Although not applicable to the present case, focus-shifting and skill-building represent two additional advanced mechanisms of VR analgesia [12]. As is often observed in gaming-type VR programs such as “Bear Blast”, which involves a shooting game to target bears with cannon balls, focus-shifting potently shifts one’s attention to VR objects, and requires the user’s focused interaction with a VR environment. It has been shown in patients with burns that VR analgesics based on focus-shifting mechanisms are more effective at alleviating pain than that of mere passive distraction [23]. Skill-building aims to foster a patient’s capacity to achieve a certain mental state, such as mindfulness mediation, in order to control their mental and physical responses to painful conditions [24, 25]. As skill-building would require more active engagement than simple passive distraction [12], this might prove difficult for some patients in ICU. Skill-building VR is expected to be effective for the management of chronic pain [12].

How long the analgesic effects of VR can last represents an important and unresolved question.
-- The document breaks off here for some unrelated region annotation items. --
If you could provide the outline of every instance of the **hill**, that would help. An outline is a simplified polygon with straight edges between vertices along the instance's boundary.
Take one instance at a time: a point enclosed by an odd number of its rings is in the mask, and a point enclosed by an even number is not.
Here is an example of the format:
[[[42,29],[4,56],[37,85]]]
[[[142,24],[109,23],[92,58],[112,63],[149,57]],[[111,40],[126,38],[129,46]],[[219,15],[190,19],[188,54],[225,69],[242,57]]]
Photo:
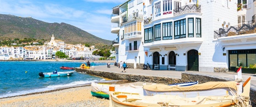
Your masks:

It has been shown that the preoperative administration of immersive VR experiences made pediatric patients more resilient to postoperative pain [26]. It is possible that VR analgesia, under certain settings, may give rise to sustainable modulation of pain perception. In our case, our patient felt significantly less pain not only during, but also sometime after administration of the VR analgesic, thus suggesting that the effects could last for hours or days. A possible explanation for the long-lasting analgesic effects of VR in our case might be that a VR-induced positive shift of our patient’s affect helped modulate pain perception in a lasting manner, continuing even after the VR session had ended [12].

A potential limitation of VR analgesics is the cost of introducing such a platform (including software and hardware) to clinics. Although the initial expenses might be high, one recent economic analysis using computer modeling has estimated that, overall, VR analgesic therapy would be cost saving whenever it reduced the length of hospitalization [27]. Real-world economic analyses are needed to carefully assess the economic benefits of VR analgesic therapies. In addition, potential adverse effects, if any, might limit the utility of VR analgesia in clinics. Several clinical studies have occasionally, though quite infrequently, reported minor incidences such as nausea, thereby supporting the overall safety profile of VR’s clinical applications [11]. As is sometime seen in recreational VR users, motion sickness, which can induce nausea, is a major factor potentially limiting the utility of VR analgesia [28]. Investigations into human and machine factors affecting susceptibility to nausea, as well as the development of novel technologies mitigating such side effects are currently underway.